Keep these support surfaces open

  • ../guides/outcomes-and-proof-map.md when you want the time and concurrency promise tied to a proof route.
  • ../guides/pressure-routes.md when runtime pressure is competing with earlier ownership questions.
  • ../reference/self-review-prompts.md when you want to test whether clocks, cancellation, and retries still sound like boundary decisions.

Review route for time pressure

  1. Read src/service_monitoring/runtime.py.
  2. Compare it with Capstone Walkthrough and Capstone Architecture Guide.
  3. Use the runtime tests after you can already say which object should remain ignorant of time, retries, or async concerns.

This route keeps a common mistake visible: once time pressure appears, teams often let every object learn about clocks, cancellation, or scheduling, even when only the runtime boundary should absorb that complexity.

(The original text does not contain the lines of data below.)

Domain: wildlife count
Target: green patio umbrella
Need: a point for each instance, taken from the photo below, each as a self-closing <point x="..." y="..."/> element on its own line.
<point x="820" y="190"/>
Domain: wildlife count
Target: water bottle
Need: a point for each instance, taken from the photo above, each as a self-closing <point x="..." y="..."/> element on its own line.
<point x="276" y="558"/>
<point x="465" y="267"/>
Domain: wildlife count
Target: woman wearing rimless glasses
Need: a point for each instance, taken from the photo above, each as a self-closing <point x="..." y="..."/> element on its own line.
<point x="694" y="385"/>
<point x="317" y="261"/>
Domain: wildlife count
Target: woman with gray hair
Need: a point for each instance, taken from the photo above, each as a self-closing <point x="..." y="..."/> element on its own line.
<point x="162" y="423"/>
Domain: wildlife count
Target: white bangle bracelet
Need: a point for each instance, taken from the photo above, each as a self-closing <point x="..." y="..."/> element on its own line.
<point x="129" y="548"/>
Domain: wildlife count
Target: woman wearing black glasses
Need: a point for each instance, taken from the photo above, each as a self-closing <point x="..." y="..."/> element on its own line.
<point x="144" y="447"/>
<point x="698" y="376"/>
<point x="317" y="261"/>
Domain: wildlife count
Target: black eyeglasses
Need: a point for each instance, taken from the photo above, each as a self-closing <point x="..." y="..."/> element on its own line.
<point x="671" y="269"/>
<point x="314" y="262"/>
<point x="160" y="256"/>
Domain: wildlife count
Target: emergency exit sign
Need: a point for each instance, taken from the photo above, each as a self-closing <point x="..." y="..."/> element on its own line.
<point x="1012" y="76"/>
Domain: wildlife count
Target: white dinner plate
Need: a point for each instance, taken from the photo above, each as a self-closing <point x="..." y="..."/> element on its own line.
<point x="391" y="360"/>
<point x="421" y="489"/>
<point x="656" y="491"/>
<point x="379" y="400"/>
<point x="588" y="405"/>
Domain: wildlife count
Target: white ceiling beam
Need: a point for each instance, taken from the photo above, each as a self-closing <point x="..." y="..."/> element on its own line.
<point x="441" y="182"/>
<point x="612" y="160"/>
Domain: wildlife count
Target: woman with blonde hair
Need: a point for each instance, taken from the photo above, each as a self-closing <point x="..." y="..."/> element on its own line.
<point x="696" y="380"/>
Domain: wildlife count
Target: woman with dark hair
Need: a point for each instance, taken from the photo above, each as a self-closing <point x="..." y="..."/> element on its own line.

Questions to keep explicit

  • Which clock or timeout belongs to the runtime boundary rather than the aggregate?
  • Which operation becomes dangerous if retries or cancellation are hidden inside the model?
  • Which async bridge should stay at the edge instead of widening every public method?

Common failure modes

  • using wall-clock time where monotonic time is required
  • sharing mutable objects across threads without a clear owner
  • wrapping synchronous code in async entrypoints without documenting blocking behavior
  • treating cancellation as an exception detail instead of a state transition concern
  • memoizing mutable or time-sensitive results without invalidation rules

Exercises

  • Pick one operation and explain which clock it should depend on and why a different clock would be unsafe.
  • Review one concurrency pressure point and justify whether locking, queuing, or ownership transfer is the cleaner response.
  • Compare one sync API and one async wrapper and explain where the boundary should live to keep the domain readable.

Capstone connection

The monitoring capstone already evaluates live samples and emits incidents. This module shows how that runtime could grow scheduled polling, worker queues, time-based rules, and async adapters while preserving aggregate ownership and explicit boundaries.

Honest completion signal

You are ready to move on when you can point to one proposed concurrency or timing change and explain:

  • which boundary should absorb it
  • which objects should stay unaware of it
  • which proof surface should fail first if the pressure leaks inward

Closing criteria

You should finish this module able to design Python object systems that remain clear, testable, and safe when clocks, worker concurrency, and async integration pressure are real.

Directory glossary

Use Glossary when you want the recurring language in this module kept stable while you move between lessons, exercises, and capstone checkpoints.